The many Merritt, BC, residents still out of their homes due to flooding won’t be able to return until Friday at the earliest.

The City of Merritt posted an update Tuesday saying that an atmospheric river storm that hit Tuesday and a high flood risk means it can’t yet say for certain whether residents can access their properties on Friday, December 3.

“Infrastructure is still greatly impacted and crews continue to work on flushing and sampling our water system to ensure the system is safe for Merritt residents,” the City said. “If water overtops the banks and flooding occurs, then the infrastructure may once again be affected and plans to allow the return of residents … may be set back.”

Merritt is allowing residents back in phases, and residents in Phase 1 and Phase 2 areas were allowed to go home on November 27. Some Phase 3 people were allowed daytime access this week, but that was paused for Tuesday’s heavy storm.

Friday could see Phase 4 of returns begin, but it’s contingent on weather and Coldwater River levels.

Merritt evacuation

Residents of the northern purple zone were allowed back on November 27, but there’s still an evacuation order for the pink zone on the south side. Those residents are allowed daytime access only when weather permits. (City of Merritt)
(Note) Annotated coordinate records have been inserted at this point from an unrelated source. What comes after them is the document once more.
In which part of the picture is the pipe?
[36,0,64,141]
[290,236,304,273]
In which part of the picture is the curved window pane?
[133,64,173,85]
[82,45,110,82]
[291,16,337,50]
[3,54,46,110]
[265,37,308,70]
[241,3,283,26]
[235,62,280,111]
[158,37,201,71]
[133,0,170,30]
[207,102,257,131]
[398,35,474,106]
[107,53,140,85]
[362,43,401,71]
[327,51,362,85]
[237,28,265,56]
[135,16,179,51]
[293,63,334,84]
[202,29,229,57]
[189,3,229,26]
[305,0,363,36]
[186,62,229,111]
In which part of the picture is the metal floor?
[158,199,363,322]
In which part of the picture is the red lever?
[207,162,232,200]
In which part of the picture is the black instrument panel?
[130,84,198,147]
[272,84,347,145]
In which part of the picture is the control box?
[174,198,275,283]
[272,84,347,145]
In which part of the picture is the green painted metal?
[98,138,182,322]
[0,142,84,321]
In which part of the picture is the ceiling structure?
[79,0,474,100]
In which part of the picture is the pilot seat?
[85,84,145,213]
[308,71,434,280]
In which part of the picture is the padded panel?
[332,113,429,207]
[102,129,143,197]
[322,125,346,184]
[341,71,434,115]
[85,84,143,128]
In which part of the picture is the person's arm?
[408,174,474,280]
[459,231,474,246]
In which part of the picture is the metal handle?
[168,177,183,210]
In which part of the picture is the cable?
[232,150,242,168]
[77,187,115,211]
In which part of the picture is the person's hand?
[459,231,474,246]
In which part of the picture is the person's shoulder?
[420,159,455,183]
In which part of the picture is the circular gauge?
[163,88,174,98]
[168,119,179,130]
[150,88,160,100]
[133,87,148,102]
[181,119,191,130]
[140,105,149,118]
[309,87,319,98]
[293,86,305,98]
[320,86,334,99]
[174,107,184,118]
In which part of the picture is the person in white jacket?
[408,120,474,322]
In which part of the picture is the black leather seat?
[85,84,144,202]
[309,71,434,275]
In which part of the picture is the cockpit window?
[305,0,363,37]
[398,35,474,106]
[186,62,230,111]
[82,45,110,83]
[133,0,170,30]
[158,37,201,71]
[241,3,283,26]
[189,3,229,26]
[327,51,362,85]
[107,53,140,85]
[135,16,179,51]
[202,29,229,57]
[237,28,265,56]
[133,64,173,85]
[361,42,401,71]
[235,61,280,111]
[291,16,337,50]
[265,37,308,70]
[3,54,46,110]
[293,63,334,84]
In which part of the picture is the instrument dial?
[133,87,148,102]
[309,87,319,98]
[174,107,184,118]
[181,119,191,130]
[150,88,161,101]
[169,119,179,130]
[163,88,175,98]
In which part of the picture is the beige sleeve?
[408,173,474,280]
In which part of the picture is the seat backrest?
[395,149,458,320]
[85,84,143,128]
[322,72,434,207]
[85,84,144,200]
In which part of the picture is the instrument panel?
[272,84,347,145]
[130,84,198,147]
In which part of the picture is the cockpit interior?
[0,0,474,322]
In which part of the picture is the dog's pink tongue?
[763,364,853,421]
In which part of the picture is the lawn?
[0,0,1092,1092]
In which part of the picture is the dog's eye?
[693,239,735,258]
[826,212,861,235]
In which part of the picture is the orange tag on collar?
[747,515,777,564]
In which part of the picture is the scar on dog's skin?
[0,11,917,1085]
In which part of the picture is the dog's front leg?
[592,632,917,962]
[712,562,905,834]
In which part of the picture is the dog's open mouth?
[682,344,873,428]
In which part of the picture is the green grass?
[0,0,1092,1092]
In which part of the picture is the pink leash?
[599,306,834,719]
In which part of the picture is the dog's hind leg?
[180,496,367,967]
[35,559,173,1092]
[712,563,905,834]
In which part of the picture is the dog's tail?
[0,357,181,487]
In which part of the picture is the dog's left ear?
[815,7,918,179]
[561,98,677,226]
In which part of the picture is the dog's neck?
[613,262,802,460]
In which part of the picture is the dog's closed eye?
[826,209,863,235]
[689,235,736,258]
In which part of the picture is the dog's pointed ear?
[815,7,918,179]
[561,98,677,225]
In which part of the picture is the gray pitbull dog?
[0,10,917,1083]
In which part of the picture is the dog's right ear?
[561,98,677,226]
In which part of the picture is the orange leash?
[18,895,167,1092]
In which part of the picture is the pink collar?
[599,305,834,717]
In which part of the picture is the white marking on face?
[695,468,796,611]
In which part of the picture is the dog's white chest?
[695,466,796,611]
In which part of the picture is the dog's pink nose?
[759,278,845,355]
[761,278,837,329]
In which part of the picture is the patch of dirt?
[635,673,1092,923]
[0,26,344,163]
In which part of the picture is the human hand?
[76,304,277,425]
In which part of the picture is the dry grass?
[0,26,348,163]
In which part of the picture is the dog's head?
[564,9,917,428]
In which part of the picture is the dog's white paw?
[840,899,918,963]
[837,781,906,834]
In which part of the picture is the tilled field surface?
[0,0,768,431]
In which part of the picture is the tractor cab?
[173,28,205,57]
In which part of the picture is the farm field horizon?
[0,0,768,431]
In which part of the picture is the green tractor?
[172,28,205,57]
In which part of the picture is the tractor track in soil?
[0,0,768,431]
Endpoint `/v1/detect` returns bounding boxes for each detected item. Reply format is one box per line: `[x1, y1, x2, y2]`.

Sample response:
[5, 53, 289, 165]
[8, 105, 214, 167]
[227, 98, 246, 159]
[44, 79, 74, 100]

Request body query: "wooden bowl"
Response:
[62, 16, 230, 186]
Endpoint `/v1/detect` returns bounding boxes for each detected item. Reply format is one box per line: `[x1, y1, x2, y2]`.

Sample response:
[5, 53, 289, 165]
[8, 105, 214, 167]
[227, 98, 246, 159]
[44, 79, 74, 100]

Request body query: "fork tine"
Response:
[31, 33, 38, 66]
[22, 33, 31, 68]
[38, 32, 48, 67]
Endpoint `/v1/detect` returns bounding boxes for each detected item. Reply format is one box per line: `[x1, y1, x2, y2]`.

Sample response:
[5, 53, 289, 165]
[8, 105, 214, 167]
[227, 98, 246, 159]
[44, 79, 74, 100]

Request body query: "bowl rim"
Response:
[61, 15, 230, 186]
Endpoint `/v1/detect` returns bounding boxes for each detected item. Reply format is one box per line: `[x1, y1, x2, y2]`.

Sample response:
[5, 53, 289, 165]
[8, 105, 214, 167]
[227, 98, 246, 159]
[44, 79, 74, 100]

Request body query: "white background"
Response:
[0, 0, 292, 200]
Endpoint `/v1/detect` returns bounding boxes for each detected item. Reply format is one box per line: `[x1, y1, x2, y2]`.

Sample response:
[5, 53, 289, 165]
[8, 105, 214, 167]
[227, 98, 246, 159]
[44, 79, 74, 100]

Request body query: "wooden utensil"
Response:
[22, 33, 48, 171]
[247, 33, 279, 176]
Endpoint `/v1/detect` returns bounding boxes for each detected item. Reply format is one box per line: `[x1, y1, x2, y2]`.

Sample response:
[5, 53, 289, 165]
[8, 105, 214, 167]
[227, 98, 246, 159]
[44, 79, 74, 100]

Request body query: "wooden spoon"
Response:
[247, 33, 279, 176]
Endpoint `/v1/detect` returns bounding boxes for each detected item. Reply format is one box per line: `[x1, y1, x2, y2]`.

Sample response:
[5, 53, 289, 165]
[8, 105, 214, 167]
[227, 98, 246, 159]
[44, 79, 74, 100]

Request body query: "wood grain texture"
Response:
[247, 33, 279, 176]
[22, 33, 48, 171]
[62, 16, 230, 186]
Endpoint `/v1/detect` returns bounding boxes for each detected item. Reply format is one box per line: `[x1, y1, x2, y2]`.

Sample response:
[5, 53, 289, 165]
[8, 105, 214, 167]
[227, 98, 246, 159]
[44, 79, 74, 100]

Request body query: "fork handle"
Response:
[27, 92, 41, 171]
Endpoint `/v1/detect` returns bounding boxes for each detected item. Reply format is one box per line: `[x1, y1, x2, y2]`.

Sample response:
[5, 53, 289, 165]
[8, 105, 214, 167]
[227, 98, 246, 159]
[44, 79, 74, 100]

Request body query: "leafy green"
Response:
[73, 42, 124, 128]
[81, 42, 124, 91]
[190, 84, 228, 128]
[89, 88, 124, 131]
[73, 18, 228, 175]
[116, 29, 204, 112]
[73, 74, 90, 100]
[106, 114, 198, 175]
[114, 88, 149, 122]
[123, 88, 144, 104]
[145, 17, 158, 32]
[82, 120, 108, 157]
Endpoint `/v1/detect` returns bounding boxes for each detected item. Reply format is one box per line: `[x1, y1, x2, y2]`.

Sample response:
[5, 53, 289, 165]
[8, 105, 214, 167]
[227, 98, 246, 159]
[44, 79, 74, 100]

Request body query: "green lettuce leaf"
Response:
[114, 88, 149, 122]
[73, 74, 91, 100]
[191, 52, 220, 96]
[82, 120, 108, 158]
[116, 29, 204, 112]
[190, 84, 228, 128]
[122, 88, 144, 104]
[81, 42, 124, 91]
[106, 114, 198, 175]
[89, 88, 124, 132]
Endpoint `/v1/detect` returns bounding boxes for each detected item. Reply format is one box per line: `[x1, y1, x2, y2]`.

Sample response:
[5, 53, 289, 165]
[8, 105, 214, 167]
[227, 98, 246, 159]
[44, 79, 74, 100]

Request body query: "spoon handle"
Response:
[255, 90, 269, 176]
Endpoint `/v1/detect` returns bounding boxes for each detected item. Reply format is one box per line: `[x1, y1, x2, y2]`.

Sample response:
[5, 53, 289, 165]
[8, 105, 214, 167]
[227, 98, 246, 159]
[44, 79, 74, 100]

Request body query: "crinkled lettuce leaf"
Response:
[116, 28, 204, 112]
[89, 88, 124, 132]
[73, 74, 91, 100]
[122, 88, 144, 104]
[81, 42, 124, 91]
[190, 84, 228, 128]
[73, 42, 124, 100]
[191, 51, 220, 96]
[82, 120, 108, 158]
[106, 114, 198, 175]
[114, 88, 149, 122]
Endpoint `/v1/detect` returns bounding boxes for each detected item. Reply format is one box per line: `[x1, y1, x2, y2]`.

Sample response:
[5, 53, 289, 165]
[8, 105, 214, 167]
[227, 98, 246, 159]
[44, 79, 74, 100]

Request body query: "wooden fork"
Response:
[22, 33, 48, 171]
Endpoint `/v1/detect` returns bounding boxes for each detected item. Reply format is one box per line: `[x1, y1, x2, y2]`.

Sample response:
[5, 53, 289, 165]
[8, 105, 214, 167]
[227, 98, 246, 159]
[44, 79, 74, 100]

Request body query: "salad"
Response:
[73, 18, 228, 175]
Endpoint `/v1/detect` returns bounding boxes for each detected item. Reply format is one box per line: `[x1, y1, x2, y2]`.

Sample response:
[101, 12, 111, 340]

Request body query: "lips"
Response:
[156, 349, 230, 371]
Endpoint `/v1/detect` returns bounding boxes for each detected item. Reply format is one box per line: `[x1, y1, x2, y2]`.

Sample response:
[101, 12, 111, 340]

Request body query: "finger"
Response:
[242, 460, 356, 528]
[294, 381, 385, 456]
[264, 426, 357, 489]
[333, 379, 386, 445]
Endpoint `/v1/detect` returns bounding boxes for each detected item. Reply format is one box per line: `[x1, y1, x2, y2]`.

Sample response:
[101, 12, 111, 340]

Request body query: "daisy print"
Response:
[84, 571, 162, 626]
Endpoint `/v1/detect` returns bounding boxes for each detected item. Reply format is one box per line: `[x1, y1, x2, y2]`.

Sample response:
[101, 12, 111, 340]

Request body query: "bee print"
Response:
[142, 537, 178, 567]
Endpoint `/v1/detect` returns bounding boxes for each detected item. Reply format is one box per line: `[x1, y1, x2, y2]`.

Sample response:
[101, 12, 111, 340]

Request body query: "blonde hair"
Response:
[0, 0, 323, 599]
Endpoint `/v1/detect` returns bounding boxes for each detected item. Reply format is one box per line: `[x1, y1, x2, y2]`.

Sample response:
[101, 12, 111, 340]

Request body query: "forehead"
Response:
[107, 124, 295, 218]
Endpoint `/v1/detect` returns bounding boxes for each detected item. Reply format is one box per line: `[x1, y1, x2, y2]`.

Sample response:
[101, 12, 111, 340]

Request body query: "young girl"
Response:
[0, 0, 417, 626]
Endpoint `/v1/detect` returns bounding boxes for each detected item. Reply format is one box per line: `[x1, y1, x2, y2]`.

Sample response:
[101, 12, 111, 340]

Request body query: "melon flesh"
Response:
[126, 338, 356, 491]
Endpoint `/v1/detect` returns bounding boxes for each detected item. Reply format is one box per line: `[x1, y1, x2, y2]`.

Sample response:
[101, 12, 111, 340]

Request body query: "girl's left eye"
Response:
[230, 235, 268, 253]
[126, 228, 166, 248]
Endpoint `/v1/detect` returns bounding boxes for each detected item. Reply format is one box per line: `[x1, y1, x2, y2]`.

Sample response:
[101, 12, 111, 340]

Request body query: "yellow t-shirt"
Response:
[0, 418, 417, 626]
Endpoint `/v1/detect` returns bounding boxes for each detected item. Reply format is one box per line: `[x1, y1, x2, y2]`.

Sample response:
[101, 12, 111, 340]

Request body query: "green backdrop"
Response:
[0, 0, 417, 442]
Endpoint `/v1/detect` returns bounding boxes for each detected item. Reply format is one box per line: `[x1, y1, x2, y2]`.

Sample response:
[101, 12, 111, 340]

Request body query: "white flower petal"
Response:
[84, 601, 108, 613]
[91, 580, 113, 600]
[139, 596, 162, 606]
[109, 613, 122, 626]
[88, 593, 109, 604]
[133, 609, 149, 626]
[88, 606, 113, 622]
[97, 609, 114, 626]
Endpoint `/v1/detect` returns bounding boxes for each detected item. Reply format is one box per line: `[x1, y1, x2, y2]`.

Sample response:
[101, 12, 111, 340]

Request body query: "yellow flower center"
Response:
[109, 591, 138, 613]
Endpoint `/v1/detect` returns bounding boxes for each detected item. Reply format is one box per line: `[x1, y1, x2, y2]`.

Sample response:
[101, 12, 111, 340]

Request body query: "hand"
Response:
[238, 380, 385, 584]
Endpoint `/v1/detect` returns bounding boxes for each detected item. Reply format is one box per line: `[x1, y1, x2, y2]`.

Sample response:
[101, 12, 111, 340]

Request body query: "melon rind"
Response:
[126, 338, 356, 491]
BC’s River Forecast Centre issued a flood warning for the Coldwater River at Merritt on Wednesday morning, saying overnight temperatures increased significantly, which will lead to snow melt on the mountains surrounding the town.

In addition, another 70 millimetres of rain is forecast to hit the nearby Coquihalla Highway and Coquihalla Summit. That rain is expected to spill over and raise the Coldwater River and other Interior watersheds.

“These rivers are still recovering from the recent peak on Monday from the second storm … they are expected to be even flashier and rise higher than this past weekend.”

People are advised to stay away from fast-flowing rivers and potentially unstable riverbanks at this time.